Table 1: Ketorolac Implants

Claims

CLAIMS What is claimed is:

1. An extruded biodegradable intraocular implant comprising ketorolac free acid or ketorolac tromethamine associated with a biodegradable polymer matrix, wherein the implant releases 1 to 30 μg of ketorolac per day for 2 months after placement in an eye of a mammal.

2. An implant according to claim 1, wherein the implant comprises 45% by weight ketorolac free acid and 55% by weight of R208, which is an ester capped poly(D,L-lactide) having an inherent viscosity of 1.8-2.2 dl/g.

3. An extruded biodegradable intraocular implant comprising ketorolac free acid or ketorolac tromethamine associated with a biodegradable polymer matrix, wherein the implant releases 10 to 30 μg of ketorolac per day for 3 weeks after placement in the eye of a mammal.

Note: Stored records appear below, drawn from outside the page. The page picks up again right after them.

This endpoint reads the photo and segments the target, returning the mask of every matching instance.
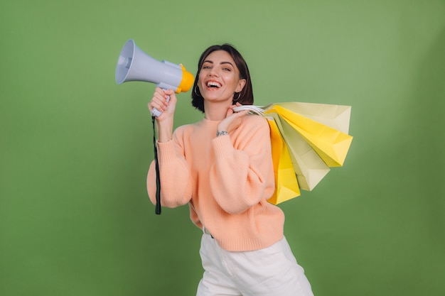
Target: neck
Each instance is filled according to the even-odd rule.
[[[225,102],[209,103],[204,100],[205,119],[220,121],[225,118],[229,105]]]

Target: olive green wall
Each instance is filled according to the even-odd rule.
[[[280,205],[316,296],[445,293],[445,2],[0,4],[0,295],[193,295],[200,231],[146,196],[149,83],[124,42],[195,73],[235,45],[257,104],[353,106],[343,168]],[[178,95],[176,125],[198,120]]]

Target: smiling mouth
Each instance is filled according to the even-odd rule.
[[[215,81],[208,81],[207,82],[207,87],[219,89],[221,87],[221,84]]]

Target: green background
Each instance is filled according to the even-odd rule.
[[[0,295],[194,295],[201,233],[146,195],[154,85],[229,42],[256,104],[351,105],[345,165],[280,207],[316,296],[445,295],[445,2],[2,1]],[[202,116],[181,94],[176,125]]]

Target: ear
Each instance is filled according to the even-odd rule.
[[[238,86],[235,89],[235,92],[241,92],[245,85],[246,85],[246,80],[240,79],[238,82]]]

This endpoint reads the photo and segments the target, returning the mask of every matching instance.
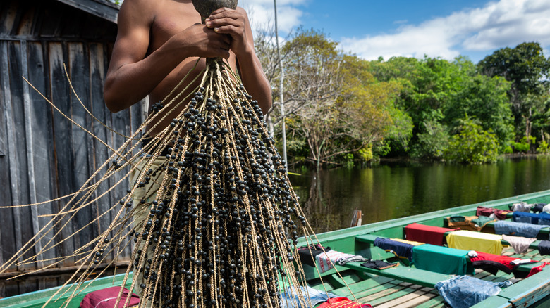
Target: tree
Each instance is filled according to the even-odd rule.
[[[514,49],[501,49],[477,65],[484,75],[501,76],[512,82],[508,96],[515,126],[522,128],[528,139],[533,115],[542,108],[541,103],[544,101],[537,98],[548,95],[550,60],[544,58],[542,48],[532,42],[522,43]]]
[[[496,161],[499,142],[492,131],[484,130],[477,121],[466,117],[451,137],[445,158],[450,161],[481,164]]]

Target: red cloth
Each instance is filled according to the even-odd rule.
[[[90,292],[80,302],[80,308],[114,308],[121,287],[111,287]],[[124,306],[129,294],[130,290],[125,288],[117,308],[130,307],[140,303],[140,297],[132,293],[128,306]]]
[[[453,231],[455,231],[455,229],[414,223],[405,227],[405,236],[407,238],[407,240],[415,240],[416,242],[441,246],[443,245],[445,233]]]
[[[326,302],[321,304],[317,308],[372,308],[369,304],[358,304],[350,301],[347,297],[329,298]]]
[[[535,274],[542,271],[542,269],[544,269],[544,267],[546,267],[546,265],[550,265],[550,263],[544,262],[537,267],[533,267],[532,269],[531,269],[531,271],[529,272],[529,275],[527,275],[527,277],[529,277],[530,276],[534,275]]]
[[[475,211],[475,216],[489,217],[491,214],[494,213],[496,218],[503,220],[506,219],[506,214],[510,212],[511,211],[505,211],[492,207],[477,207],[477,210]]]
[[[508,270],[506,270],[503,268],[501,269],[503,271],[507,272],[508,274],[511,273],[512,270],[516,267],[515,264],[512,264],[512,261],[521,259],[520,258],[513,258],[505,255],[493,255],[480,252],[479,251],[476,251],[476,252],[477,253],[477,257],[470,257],[470,260],[472,261],[474,267],[478,267],[479,264],[489,264],[490,263],[488,262],[496,262],[499,264],[502,264],[508,268]]]

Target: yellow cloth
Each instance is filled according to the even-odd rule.
[[[502,236],[459,230],[451,232],[446,238],[451,248],[502,255]]]
[[[391,240],[395,240],[396,242],[405,243],[405,244],[410,244],[410,245],[412,245],[413,246],[418,246],[419,245],[424,245],[424,244],[425,244],[425,243],[415,242],[414,240],[402,240],[401,238],[391,238]]]
[[[142,172],[145,172],[146,167],[148,167],[149,169],[157,170],[163,164],[166,162],[166,159],[163,157],[157,158],[152,162],[150,166],[149,166],[149,162],[150,160],[147,158],[145,159],[143,158],[139,158],[134,162],[134,163],[136,165],[136,167],[138,167],[138,169],[132,171],[130,174],[130,186],[133,186],[134,183],[140,179],[140,176]],[[134,205],[135,206],[133,215],[133,224],[138,226],[136,229],[136,231],[138,232],[141,232],[140,226],[143,224],[145,219],[148,219],[149,214],[150,213],[151,210],[151,205],[143,205],[141,203],[141,200],[145,200],[147,204],[150,205],[150,203],[154,200],[155,198],[157,198],[157,191],[158,191],[160,188],[160,184],[162,182],[164,178],[164,172],[157,172],[157,175],[152,179],[149,181],[148,184],[147,184],[145,187],[141,187],[136,189],[134,194],[132,195],[132,199],[134,203]],[[143,179],[142,179],[142,180]],[[141,245],[142,247],[145,245],[145,243],[142,242]],[[147,247],[147,255],[153,255],[152,245]],[[136,286],[134,288],[134,290],[136,293],[140,293],[140,298],[141,298],[142,301],[147,298],[146,296],[144,296],[143,290],[140,287],[141,283],[146,282],[143,279],[143,272],[140,272],[138,275],[134,276],[134,279],[135,279],[136,281]],[[152,307],[152,303],[147,300],[145,303],[145,307],[151,308]]]

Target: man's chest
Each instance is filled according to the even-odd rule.
[[[197,23],[200,23],[200,15],[192,4],[172,2],[164,6],[156,12],[151,25],[152,46],[158,49],[172,36]]]

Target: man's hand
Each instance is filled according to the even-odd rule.
[[[229,58],[229,49],[232,44],[231,37],[216,33],[198,23],[171,39],[179,41],[186,56]]]
[[[206,19],[206,25],[213,28],[216,33],[228,34],[231,37],[231,51],[238,58],[239,56],[250,53],[252,45],[248,41],[250,34],[248,16],[244,10],[237,8],[232,10],[222,8],[212,12]]]

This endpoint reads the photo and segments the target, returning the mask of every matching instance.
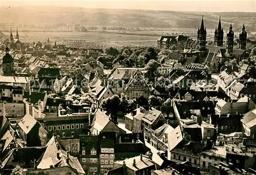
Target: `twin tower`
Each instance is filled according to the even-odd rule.
[[[232,53],[233,52],[233,45],[234,42],[234,32],[232,30],[232,25],[230,24],[229,31],[227,33],[226,52],[227,53]],[[199,52],[204,52],[206,50],[206,28],[204,27],[204,17],[202,19],[201,27],[198,28],[197,32],[197,41],[198,50]],[[223,46],[223,28],[221,27],[221,17],[219,21],[218,28],[215,29],[214,36],[214,45],[215,46]],[[242,31],[239,34],[239,48],[245,50],[246,48],[246,39],[247,34],[245,31],[244,26]]]

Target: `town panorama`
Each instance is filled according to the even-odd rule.
[[[256,174],[255,25],[191,14],[2,21],[0,174]]]

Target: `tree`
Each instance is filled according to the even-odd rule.
[[[151,95],[148,97],[148,104],[152,106],[162,106],[163,104],[163,99],[158,96]]]
[[[175,50],[177,50],[177,47],[176,47],[176,46],[175,45],[175,44],[173,44],[172,46],[171,46],[169,48],[170,50],[172,50],[172,51],[175,51]]]
[[[120,110],[120,100],[116,94],[108,97],[106,100],[103,100],[100,103],[100,106],[102,109],[110,112],[113,115],[116,116],[117,112]]]
[[[118,50],[116,48],[112,47],[106,48],[105,52],[106,54],[110,55],[113,57],[116,57],[119,54]]]
[[[102,27],[102,31],[104,31],[106,30],[106,27]]]
[[[155,60],[151,60],[145,67],[145,69],[148,71],[148,76],[150,78],[157,77],[157,69],[160,64]]]
[[[128,111],[129,107],[129,102],[127,100],[127,97],[123,93],[121,94],[121,98],[120,99],[120,111],[122,111],[123,115],[123,113],[126,113]]]
[[[19,166],[16,166],[12,170],[11,175],[21,175],[24,171],[24,169]]]

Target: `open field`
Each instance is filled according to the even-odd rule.
[[[6,36],[10,33],[3,33]],[[93,42],[104,46],[121,45],[156,45],[157,36],[147,36],[102,33],[97,32],[19,32],[19,40],[22,42],[46,41],[48,38],[51,41],[63,42],[80,40],[82,42]]]

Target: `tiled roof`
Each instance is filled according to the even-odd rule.
[[[18,124],[26,134],[28,134],[36,122],[36,120],[30,115],[26,114]]]
[[[183,140],[182,133],[180,126],[167,134],[169,151],[174,149]]]
[[[256,109],[245,114],[241,121],[250,128],[254,127],[256,124]]]
[[[59,149],[58,146],[59,146]],[[79,173],[85,173],[78,159],[70,155],[68,156],[68,153],[58,143],[57,140],[53,136],[47,143],[47,148],[42,159],[37,166],[37,168],[47,169],[50,168],[51,165],[54,167],[62,167],[69,166],[73,170],[76,169]],[[58,158],[57,154],[59,154],[59,157]],[[68,162],[67,160],[69,160]]]

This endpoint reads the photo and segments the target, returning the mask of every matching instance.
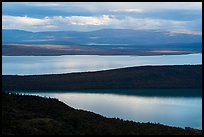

4. An implant according to claim 3, wherein the implant comprises 30% by weight ketorolac tromethamine and 70%> by weight of RG752S, which is an ester capped poly(D,L- lactide-co-glycolide) having an inherent viscosity of 0.16-0.24 dl/g and a D,L-lactide:glycolide ratio of 75:25.

5. An implant according to claim 1, wherein the implant releases ketorolac at a substantially constant rate for 2 months after placement of the implant in an eye of a mammal.

6. An implant according to claim 3, wherein the implant releases ketorolac at a substantially constant rate for 3 weeks after placement of the implant in an eye of a mammal.

7. An implant according to claim 5 or 6, wherein the implant has a total weight of 0.5 mg to 2 mg.

8. An implant according to claim 7, wherein the implant is effective for reducing pain and inflammation in the eye after cataract surgery on the eye for 3 weeks or more after placement of the system in the eye of a mammal.

9. A method for treating pain, inflammation, or macular edema in an eye of a mammal, comprising inserting an implant according to claim 5 or 6 into the vitreous body of the eye of the mammal, thereby reducing pain, inflammation, or treating the macular edema in the eye of the mammal.

10. The method of claim 9, wherein the implant delivers from 1 μg to 30 μg ketorolac per day for 1 month, 2 months, or 3 months or more after placement of the system in the eye.

11. A method according to claim 10, wherein the implant delivers from 10 μg to 30 μg ketorolac per day for 3 weeks or more after placement of the system in the eye.

12. A method according to claim 10, wherein the implant is inserted into the vitreous body of an eye following cataract surgery on the eye and wherein the implant is effective for reducing pain and inflammation in the eye for 3 weeks or more.